In late June of last year, Jerry and Donna Hartsell, owners of The Bean Barn since 1981, entered into a well-deserved retirement. For a while, it looked as if Beans All the Way, which had been served since the 1950s when the restaurant was called Britt’s Grill, had reached its end.
Beans All the Way is as much a symbol of Greeneville as the cannonball church or the “Olde Towne Gate.” Romie and Zella Mae Britt started serving it when their employee, Reagan Walker, mixed some homemade beef stew into a bowl of lard-seasoned soup beans and topped it with chopped onions. It has been the centerpiece of the business ever since, from its era on Depot Street to its move into the old Still’s Grocery building on East Church.
I’ve been eating there since my days at Greeneville High School in the early 1970s. Then, students were allowed to leave the campus for lunch, and many of us packed cars and headed out for Beans All the Way.

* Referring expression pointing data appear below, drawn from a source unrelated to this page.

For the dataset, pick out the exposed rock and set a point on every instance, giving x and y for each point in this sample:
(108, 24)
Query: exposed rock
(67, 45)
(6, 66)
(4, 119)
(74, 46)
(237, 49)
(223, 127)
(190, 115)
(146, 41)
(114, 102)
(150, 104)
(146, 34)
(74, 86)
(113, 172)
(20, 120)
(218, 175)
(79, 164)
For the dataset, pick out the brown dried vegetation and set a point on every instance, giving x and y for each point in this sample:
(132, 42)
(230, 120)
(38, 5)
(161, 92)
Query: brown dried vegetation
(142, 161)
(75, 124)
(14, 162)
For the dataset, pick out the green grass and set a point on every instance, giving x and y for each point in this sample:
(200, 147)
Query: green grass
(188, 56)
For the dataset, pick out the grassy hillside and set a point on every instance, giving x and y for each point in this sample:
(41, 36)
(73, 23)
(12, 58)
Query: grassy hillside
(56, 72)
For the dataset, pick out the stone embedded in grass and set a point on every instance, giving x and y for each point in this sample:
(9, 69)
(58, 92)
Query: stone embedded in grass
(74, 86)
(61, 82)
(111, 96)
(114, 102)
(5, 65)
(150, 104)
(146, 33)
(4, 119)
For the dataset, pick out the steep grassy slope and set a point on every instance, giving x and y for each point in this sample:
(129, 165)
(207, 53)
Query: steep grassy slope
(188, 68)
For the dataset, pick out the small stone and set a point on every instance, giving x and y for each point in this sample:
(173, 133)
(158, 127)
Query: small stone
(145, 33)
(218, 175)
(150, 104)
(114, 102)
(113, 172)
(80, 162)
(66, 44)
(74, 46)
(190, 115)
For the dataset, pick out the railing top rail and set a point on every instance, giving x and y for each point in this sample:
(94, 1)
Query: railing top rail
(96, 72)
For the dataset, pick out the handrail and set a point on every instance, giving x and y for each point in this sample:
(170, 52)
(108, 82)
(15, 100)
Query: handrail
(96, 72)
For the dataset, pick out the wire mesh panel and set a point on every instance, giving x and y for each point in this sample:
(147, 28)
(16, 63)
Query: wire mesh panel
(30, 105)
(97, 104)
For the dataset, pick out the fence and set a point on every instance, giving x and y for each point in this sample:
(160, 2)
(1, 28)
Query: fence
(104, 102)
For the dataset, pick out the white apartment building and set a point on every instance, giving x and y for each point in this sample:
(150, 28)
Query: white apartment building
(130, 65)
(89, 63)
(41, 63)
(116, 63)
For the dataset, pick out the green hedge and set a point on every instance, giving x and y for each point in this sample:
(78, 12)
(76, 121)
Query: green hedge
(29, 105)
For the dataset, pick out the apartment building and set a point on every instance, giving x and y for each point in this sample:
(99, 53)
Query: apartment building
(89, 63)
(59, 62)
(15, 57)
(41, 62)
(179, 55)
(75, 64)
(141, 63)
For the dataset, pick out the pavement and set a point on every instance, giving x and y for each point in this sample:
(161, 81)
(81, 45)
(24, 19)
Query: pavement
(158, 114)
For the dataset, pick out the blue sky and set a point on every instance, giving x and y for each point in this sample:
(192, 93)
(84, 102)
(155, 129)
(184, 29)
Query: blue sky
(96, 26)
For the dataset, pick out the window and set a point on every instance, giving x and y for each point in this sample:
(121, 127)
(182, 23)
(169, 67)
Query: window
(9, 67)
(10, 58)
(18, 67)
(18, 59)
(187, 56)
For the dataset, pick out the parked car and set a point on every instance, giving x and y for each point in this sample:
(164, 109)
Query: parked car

During my college years, when I worked the early morning shift on radio station WSMG, I’d often eat both breakfast and lunch with the Britts. On days when my classes at East Tennessee State University ended around lunchtime, I would hurry back to Greeneville for a bowl of beans and a cheeseburger.
When I began writing about food and the people behind it, The Bean Barn was one of my first subjects. I’ve spoken about the place all over the country and in 2003 introduced the members of the Southern Foodways Alliance at the University of Mississippi to its glories.
Britt’s Grill and The Bean Barn had been in the same family, at least indirectly, for well over half a century. When Romie and Zella Mae retired, the business came into the hands of their son Danny and his wife Donna. In 1981, they sold it to Donna’s brother, Jerry Hartsell, and his wife, also named Donna.
At my high school class reunion back in August, I heard that The Bean Barn might be coming back. That rumor proved true. In late December, the business opened its doors once again, thanks to a visionary former customer. Gary Hoese, owner of Gary’s Paint and Body Shop and a 1984 graduate of South Greene High School, has resurrected The Bean Barn.
The lights are brighter, the paint is new, and there’s a shiny new stainless steel hood over the grill. But amid all the renovations and refurbishing, Gary had the good judgment to keep some things just as they were. He’s still using the old grill, which imparts an unmatched flavor to those cheeseburgers. And most important of all, he has kept the menu pretty much like it always was. Beans All the Way is back, still flavored with that homemade beef stew, still dressed with those chopped onions, and still accompanied by a square of cornbread or a stack of light bread.
We stopped in the other day, on our way to Nashville. But we almost didn’t, thinking the place just might not be the same. We had gotten pretty far down 11-E before we decided to give it a try. Any doubt we had was eliminated once we saw the parking lot, so full we had to find a place down the street, in the lot where an old dress factory once operated.
We claimed a couple of counter stools, like we always did. When I saw the wife of a local football coach, an attorney on his lunch break, and two uniformed guys from the Tennessee Wildlife Resources Agency, I felt the same sense of community that has defined the place for generations. The Bean Barn’s role in building community had been restored. It’s an egalitarian place, one that draws folks from a fascinating blend of backgrounds and professions. They seek not only nourishment but also connection. There’s talk of Little League records and the health of grandparents, of property tax deadlines and upcoming weddings.
When that bowl of Beans All the Way was placed on the counter and I was able to order a glass of buttermilk to go with it like I always have, I knew The Bean Barn hadn’t just been reopened, it had been revived.